Here’s my answer to the following question which was posted in my comments yesterday by Gary:

I’ve signed up for an evaluation of TC2000, which I was previously unaware of. However, after studying Worden’s videos and Help Contents on individual indicators, I’ve tried to find out if they would recommend where I could find info on how to interpret the combined indicators in regards to buy or sell points. Their reply was that they had none. Could you point out some of the useful indicator combinations that you’ve found to be reasonably accurate for determining buy/sell points?

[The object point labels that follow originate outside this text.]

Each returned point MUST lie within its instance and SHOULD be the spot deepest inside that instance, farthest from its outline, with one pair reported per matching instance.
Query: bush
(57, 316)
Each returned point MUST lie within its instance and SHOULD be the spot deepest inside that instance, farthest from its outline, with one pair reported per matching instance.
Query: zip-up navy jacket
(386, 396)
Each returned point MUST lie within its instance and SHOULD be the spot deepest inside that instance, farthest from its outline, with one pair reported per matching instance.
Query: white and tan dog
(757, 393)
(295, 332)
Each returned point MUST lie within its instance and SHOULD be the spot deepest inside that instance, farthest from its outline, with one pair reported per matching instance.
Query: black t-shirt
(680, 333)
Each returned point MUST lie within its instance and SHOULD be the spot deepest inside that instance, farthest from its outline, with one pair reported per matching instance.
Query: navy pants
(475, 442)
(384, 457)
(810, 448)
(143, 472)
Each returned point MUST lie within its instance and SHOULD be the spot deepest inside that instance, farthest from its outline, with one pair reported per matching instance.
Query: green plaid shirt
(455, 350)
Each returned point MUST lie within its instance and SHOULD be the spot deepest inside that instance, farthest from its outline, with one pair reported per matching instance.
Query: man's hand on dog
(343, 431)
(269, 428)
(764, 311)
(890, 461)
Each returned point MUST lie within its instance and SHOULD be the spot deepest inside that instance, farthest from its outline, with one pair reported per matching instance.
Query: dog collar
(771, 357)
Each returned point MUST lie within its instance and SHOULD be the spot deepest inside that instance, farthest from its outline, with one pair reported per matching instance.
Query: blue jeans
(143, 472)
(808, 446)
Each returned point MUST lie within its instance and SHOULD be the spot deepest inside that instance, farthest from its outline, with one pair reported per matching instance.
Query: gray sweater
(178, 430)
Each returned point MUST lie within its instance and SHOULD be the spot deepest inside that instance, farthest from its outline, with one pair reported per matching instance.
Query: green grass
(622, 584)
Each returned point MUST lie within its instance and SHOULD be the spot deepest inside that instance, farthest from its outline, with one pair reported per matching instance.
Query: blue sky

For information about how to use indicators to determine buy/sell points it’s probably best to read some books on technical trading. A great place to start is Alan Farley’s ‘The Master Swing Trader‘. He gives many good examples of how to build a system using different indicators and/or patterns. There’s also a lot of good info in ‘Trading for a Living‘, ‘Trade Your Way to Financial Freedom‘ and ‘Japanese Candlestick Charting Techniques‘. Finding a set of indicators is one of those things that you just have to test for yourself to see what works for you, and more importantly, what you’re comfortable with. Having said that I’ll answer your question now…

I’m a big fan of visual indicators. They make it very easy to get a quick read on a chart. I can rule out charts very quickly using the combination of indicators that I use. They are: Japanese candlesticks, Daryl Guppy’s ‘multiple moving averages’, Bollinger Bands, stochastic, on balance volume (OBV) and volume.

Probably 90% of the stocks that make my trading candidates list caught my attention because of some candlestick pattern. For example, I might be looking at the results of my scan for hammer patterns. I can quickly scan through the stocks that made hammers and see if any of the other indicators confirm a bullish reversal. The very first thing I do is look at the moving averages. If they’re not sloping higher I just hit the space bar and move to the next stock. (I’d do the opposite if I were looking at my shooting star scan to find shorts.) Things that I’d want to see would be a buy signal on the stochastic, the hammer printing on one or more moving averages or coinciding with the middle or lower Bollinger band. If some of those conditions were met then I’d look at OBV and volume to make sure they weren’t diverging.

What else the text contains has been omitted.